Sliding window. Keep only the last N messages plus the original system prompt. Simple but effective for tasks where earlier context becomes irrelevant.

Selective context. Before each API call, filter the message history to include only messages relevant to the current step. This requires more logic but gives the best results for complex workflows.

Human-in-the-loop controls

Not every decision should be automated. Production agents need breakpoints where a human can review, approve, or override.

interface HumanReviewRequest {
  ticketId: string;
  reason: string;
  agentDraft: string;
  classification: TicketClassification;
}

function requiresHumanApproval(result: AgentResult): boolean {
  if (result.escalated) return true;
  if (result.classification.confidence < 0.7) return true;
  if (result.classification.sentiment === 'angry') return true;

  return false;
}

In a real system, this feeds into a review queue (a simple database table or a tool like Linear/Jira). The human approves, edits, or rejects the draft, and the system sends the final response.

The important thing is that these checks happen after the agent runs, not before. Let the agent do its work, then gate the output. This gives you the speed of automation with the safety of human oversight.

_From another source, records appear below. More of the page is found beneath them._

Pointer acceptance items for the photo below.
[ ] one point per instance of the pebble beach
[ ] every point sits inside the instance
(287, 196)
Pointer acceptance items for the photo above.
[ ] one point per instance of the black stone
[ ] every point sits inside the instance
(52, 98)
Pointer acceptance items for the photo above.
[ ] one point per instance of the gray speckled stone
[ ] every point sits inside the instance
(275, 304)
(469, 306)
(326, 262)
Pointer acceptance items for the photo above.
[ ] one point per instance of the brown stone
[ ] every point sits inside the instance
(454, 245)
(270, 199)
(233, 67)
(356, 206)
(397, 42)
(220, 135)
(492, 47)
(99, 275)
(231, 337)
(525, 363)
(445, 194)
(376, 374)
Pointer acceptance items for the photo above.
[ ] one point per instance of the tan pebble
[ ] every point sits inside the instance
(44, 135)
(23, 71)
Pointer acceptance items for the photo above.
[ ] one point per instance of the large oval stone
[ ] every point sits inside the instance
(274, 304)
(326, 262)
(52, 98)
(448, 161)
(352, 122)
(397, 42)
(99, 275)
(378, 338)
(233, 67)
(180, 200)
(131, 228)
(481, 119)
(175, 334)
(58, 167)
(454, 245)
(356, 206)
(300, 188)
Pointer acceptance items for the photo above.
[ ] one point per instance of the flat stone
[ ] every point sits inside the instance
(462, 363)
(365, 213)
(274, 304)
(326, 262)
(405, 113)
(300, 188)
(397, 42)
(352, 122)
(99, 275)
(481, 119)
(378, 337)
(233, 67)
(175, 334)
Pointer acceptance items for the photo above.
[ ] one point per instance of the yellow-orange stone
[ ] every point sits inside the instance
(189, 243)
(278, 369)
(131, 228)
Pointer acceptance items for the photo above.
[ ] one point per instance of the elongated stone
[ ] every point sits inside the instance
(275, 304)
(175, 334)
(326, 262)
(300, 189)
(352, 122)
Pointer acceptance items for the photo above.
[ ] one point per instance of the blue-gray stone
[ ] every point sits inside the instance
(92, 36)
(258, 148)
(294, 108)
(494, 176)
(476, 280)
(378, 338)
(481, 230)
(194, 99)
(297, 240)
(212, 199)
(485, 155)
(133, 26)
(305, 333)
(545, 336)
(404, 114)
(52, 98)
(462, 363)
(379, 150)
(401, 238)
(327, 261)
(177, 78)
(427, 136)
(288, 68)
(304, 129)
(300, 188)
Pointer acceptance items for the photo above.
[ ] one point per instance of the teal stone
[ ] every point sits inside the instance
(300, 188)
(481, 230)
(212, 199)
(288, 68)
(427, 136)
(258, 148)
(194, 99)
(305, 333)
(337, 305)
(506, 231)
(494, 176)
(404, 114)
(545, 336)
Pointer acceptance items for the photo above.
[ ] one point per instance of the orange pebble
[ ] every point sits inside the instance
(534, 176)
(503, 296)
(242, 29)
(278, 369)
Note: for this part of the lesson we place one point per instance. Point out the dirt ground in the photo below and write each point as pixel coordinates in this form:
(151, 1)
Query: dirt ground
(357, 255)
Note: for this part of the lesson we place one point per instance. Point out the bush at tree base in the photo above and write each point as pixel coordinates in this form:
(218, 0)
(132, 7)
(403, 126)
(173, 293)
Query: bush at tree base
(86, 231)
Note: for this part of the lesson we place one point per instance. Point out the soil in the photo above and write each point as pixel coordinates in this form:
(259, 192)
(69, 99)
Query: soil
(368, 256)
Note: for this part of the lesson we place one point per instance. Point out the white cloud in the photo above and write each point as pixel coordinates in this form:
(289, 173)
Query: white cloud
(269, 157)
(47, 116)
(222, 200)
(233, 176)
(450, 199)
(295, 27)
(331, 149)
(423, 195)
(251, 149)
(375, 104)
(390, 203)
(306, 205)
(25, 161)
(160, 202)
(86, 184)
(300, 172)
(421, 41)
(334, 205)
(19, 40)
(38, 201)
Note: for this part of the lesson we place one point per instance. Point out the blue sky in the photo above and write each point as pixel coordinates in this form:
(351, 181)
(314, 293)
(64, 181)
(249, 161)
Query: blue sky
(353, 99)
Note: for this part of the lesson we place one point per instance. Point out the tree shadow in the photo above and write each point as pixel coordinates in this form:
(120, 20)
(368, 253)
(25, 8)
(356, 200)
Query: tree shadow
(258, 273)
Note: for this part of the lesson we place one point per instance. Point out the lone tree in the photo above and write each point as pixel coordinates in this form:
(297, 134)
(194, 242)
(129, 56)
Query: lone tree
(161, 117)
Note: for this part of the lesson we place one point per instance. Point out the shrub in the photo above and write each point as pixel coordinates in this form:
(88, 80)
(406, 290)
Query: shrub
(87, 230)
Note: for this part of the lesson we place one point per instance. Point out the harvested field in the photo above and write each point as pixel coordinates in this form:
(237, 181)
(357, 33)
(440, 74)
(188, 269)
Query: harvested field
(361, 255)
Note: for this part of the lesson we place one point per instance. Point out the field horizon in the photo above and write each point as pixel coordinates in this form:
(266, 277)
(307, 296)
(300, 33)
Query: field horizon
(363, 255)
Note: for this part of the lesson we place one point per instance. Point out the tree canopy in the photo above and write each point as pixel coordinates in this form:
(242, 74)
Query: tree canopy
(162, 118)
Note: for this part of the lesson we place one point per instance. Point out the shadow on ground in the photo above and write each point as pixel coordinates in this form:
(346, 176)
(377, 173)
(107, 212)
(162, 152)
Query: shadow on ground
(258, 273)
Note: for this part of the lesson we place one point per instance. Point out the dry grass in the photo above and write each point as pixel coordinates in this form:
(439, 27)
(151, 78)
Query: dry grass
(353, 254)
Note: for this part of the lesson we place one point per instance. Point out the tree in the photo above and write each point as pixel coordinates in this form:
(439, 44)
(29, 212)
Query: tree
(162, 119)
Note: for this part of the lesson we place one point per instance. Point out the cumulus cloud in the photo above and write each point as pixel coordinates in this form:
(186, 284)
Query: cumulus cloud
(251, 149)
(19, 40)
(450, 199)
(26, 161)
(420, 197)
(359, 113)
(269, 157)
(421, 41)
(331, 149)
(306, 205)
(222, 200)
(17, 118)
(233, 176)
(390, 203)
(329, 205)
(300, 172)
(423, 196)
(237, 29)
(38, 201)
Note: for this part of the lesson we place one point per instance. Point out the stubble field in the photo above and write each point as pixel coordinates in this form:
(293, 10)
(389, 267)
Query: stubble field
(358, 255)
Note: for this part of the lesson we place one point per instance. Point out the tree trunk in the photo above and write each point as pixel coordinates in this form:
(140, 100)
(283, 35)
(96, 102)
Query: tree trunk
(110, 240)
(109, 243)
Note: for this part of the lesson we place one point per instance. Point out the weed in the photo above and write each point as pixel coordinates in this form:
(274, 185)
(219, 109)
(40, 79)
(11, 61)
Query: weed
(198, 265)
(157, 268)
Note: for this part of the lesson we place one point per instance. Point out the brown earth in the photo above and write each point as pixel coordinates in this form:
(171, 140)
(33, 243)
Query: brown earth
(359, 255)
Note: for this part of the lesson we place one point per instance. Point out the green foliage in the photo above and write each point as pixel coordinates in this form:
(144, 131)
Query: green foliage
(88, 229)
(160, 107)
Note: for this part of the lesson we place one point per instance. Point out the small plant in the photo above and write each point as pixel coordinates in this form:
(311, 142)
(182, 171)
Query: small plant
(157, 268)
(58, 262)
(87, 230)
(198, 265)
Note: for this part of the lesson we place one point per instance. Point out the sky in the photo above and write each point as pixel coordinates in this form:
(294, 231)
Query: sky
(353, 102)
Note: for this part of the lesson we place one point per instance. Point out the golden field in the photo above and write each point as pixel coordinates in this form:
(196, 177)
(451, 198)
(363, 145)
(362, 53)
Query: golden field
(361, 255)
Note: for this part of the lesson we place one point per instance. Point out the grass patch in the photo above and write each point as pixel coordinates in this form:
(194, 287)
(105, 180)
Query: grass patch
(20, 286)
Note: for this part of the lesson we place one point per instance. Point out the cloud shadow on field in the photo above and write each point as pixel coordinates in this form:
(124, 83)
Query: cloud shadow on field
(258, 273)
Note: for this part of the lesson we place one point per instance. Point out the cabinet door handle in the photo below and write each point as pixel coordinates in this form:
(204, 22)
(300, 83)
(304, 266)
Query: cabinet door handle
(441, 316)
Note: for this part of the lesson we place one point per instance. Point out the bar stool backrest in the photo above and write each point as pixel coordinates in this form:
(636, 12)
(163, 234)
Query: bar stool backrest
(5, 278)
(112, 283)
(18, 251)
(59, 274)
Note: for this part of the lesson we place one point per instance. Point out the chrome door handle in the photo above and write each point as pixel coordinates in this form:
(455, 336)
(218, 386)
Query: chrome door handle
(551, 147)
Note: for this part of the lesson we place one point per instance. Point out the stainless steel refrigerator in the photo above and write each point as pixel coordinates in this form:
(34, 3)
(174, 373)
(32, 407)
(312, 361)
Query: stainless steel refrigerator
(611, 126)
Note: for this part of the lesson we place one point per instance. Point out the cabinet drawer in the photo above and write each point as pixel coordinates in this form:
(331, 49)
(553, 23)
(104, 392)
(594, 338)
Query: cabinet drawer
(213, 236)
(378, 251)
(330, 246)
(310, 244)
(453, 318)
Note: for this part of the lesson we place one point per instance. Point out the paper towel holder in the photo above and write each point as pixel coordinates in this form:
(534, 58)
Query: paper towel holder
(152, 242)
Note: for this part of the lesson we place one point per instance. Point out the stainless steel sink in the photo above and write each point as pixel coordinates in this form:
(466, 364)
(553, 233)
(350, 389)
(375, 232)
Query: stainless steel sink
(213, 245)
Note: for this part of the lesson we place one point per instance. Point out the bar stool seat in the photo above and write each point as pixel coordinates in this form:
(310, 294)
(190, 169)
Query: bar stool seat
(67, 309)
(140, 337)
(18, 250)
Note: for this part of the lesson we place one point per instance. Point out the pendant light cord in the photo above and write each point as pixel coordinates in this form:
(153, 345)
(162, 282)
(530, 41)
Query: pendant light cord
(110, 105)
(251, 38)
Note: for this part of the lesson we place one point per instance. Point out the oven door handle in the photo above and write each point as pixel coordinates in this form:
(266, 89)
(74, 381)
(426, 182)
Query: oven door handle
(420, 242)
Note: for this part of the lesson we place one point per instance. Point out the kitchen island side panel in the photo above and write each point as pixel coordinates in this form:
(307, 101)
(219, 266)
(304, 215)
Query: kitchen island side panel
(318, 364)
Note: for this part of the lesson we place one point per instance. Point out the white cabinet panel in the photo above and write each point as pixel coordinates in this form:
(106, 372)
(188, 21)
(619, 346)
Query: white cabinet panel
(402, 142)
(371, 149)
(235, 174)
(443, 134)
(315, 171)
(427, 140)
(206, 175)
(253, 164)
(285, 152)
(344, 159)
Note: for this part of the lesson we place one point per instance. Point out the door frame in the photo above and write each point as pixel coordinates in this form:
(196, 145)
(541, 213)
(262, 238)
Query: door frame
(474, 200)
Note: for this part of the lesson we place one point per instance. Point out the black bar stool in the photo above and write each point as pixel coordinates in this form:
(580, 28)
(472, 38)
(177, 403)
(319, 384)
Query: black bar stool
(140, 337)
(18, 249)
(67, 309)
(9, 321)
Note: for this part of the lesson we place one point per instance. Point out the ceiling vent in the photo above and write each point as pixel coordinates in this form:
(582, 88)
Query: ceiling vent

Monitoring and observability

You can't improve what you can't measure. Track these metrics for your agent:

Tool call sequence — What tools did the agent call, in what order? This reveals workflow patterns and anomalies.
Token usage per ticket — How much is each ticket costing you? Flag tickets that consume unusually many tokens.
Classification confidence distribution — If confidence is consistently low, your tools or system prompt need work.
Escalation rate — If the agent escalates too often, it's not useful. If it never escalates, it might be overconfident.
Iteration count — Agents that take many iterations to complete are either stuck or working on genuinely complex tasks. Both are worth investigating.

Log all of these as structured JSON and ship them to your observability stack (Datadog, Grafana, even a simple PostgreSQL table).

Conclusion

Building production AI agents with Claude is about more than just prompt engineering. It's about building a system: tools with clear contracts, an agentic loop with hard limits, error handling that respects API realities, context management that scales, and human oversight that catches mistakes.

The Claude API gives you the building blocks. The patterns in this article give you the scaffolding. The rest is your domain logic.

Start with a simple agent that does one thing well. Add tools incrementally. Monitor everything. And remember: the best agent is one that knows when to ask for help.